Telling everyone an applicant has HIV is disgustingly immoral but I don't know if/why you should be barred from doing it. That's a much better question than the lynch mob.
On the contrary! The inciter doesn't explicitly call for the killing, rather they froth the crowd up into a frenzy by lies and emotion and then ask what that crowd is going to do about it... right about the time that a convenient victim from the "oppressor group" (Jews/blacks/etc.) comes into the scene.
http://en.wikipedia.org/wiki/United_States_free_speech_excep...
In short, the comment implied that the First Amendment has an absolute and total protection of speech as a way of saying my larger point is ridiculous.
But speech doesn't enjoy total protection, even in the U.S. And most people would identify some category of thing that they simply wouldn't let people say about another, whether it's stuff like personal and private IM/emails, information useful for identity theft, financial information, etc.
Almost everyone has something that they would say the First Amendment doesn't protect. So now the question people should ask themselves is what kind of other speech would they say warrants no protection? They've already agreed to prostitute their absolute protection of speech, now they need only negotiate on the 'cost'.
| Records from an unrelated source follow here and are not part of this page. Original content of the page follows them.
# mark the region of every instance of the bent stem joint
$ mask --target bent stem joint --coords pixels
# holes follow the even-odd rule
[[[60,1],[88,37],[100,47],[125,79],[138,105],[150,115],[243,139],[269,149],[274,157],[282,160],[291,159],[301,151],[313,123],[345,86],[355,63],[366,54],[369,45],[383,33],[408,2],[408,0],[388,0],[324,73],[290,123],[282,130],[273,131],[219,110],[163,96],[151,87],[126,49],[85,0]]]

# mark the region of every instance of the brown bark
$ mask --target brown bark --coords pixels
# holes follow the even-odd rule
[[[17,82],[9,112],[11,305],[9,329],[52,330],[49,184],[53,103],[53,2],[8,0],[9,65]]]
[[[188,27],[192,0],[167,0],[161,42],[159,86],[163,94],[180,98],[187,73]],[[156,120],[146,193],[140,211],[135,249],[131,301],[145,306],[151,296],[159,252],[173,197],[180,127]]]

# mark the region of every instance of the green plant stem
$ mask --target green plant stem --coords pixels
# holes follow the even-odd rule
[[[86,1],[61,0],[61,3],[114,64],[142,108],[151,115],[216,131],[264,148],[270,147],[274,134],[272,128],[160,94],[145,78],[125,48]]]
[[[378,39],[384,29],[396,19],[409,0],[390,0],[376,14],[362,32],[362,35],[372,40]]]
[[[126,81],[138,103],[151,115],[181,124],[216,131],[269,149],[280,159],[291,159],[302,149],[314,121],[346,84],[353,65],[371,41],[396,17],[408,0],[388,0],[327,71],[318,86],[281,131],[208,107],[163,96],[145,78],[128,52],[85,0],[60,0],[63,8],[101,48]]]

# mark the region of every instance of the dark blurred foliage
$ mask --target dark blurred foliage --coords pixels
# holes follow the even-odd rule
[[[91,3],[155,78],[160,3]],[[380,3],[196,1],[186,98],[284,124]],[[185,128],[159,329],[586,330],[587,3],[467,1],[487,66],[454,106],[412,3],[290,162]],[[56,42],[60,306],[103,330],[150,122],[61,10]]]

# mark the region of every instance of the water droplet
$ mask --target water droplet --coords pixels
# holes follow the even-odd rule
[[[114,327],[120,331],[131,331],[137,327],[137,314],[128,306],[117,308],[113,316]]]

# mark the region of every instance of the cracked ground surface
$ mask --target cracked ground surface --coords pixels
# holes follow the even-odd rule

Pasting a link to the stratfor archive - content that was already available in lots of places - does not do measurable harm to anyone. The idiots at Stratfor who stored CC information without proper security, or the people who leaked that information without paying attention, are the ones who did harm. Once that information was out there on the internet, no single link was going to magnify or increase the magnitude of that disclosure.